Several years ago, my late beloved friend and mentor John Castle was on his way to his lake house in East Texas when he pulled into a convenience store at the edge of Dallas to fill up with gas. There he encountered a homeless man named Shorty. Perhaps Shorty was panhandling, and perhaps John gave him a handout, I never heard him say for sure. What did happen for certain, though, was that John stopped and took time to engage in conversation with Shorty and learn something about his life. Soon John began to stop regularly at that convenience store where Shorty hung out and they would always talk. As was his nature, John saw Shorty not as a homeless person, but a fellow human being – and a friend.
Jesus and his disciples were leaving Jericho one day when they passed by a blind beggar named Bartimaeus sitting on the side of the road begging. “Jesus, Son of David,” he shouted, “have mercy on me!” “Many rebuked him and told him to be quiet,” the scriptures tell us, but the blind man kept shouting, “Son of David, have mercy on me!” Suddenly, it says, “Jesus stopped . . .”
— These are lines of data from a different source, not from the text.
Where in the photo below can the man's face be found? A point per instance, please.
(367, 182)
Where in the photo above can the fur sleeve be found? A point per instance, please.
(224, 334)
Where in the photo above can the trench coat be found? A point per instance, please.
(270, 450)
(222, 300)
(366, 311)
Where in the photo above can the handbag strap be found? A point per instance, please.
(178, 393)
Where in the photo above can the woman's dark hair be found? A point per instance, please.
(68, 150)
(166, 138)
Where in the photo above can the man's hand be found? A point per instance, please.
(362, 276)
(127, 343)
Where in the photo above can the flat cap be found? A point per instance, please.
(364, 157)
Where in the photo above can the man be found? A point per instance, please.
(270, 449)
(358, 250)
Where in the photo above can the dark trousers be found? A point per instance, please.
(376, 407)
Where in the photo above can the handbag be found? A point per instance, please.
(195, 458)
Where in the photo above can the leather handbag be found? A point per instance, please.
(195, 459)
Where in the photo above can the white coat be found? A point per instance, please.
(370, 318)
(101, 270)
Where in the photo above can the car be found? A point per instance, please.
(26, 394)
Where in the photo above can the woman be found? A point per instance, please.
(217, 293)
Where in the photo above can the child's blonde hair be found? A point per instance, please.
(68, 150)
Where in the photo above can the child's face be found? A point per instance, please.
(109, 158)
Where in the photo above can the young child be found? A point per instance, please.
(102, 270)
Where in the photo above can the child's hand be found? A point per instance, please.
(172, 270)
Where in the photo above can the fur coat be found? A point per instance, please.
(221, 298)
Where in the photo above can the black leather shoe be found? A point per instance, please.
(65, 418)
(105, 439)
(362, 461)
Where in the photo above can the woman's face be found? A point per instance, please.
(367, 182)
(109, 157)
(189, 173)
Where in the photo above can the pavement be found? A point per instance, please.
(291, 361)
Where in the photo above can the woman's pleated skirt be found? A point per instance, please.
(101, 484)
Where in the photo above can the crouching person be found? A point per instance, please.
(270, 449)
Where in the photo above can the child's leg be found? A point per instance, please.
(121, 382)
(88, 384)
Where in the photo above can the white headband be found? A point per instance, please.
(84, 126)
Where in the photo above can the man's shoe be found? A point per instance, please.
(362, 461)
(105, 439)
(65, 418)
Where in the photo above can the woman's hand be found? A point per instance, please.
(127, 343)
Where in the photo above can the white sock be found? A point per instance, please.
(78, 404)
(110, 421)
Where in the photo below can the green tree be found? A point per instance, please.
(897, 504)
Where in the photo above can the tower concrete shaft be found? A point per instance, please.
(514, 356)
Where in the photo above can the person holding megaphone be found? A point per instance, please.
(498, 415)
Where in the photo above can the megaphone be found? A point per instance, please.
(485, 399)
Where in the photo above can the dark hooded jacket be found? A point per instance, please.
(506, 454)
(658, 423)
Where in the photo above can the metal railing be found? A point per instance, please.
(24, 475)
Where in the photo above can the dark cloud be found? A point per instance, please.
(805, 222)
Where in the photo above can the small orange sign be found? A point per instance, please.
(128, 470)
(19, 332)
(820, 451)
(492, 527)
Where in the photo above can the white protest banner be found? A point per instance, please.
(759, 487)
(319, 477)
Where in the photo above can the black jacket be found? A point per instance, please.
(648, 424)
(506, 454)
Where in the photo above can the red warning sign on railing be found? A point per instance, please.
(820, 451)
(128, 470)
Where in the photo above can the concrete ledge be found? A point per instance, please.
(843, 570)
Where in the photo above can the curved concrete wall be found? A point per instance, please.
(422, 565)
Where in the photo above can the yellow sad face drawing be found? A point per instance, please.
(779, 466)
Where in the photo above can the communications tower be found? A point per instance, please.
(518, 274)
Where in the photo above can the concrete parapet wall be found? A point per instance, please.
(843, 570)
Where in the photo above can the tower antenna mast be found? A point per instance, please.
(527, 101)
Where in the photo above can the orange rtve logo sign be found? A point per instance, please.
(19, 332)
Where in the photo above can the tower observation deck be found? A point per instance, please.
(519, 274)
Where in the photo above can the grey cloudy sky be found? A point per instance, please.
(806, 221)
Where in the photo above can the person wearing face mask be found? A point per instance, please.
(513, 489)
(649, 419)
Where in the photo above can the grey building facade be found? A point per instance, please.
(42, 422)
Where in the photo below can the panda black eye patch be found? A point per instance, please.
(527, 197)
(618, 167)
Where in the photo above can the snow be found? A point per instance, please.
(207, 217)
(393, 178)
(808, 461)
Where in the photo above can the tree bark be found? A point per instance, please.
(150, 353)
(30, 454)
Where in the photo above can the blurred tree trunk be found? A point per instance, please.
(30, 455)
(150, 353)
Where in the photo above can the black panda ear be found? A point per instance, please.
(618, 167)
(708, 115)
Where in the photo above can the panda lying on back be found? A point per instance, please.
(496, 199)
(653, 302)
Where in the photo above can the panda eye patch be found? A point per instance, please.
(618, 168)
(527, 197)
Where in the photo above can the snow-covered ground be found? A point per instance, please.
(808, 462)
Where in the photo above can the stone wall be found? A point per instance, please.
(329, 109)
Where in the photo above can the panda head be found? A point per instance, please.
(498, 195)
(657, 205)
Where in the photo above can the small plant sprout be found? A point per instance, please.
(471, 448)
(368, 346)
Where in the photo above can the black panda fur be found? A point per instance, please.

Like Jesus, when he encountered Shorty at the convenience store that day, my friend John stopped. Yet, even at my father’s urging I couldn’t stop long enough to comfort a grieving classmate? Shame on me! Jesus must have wept that day. And now, sixty years later I finally wept too. All I can do now is pray that my classmate had had a good life . . . and pray that I had learned a valuable lesson – to stop for those in need.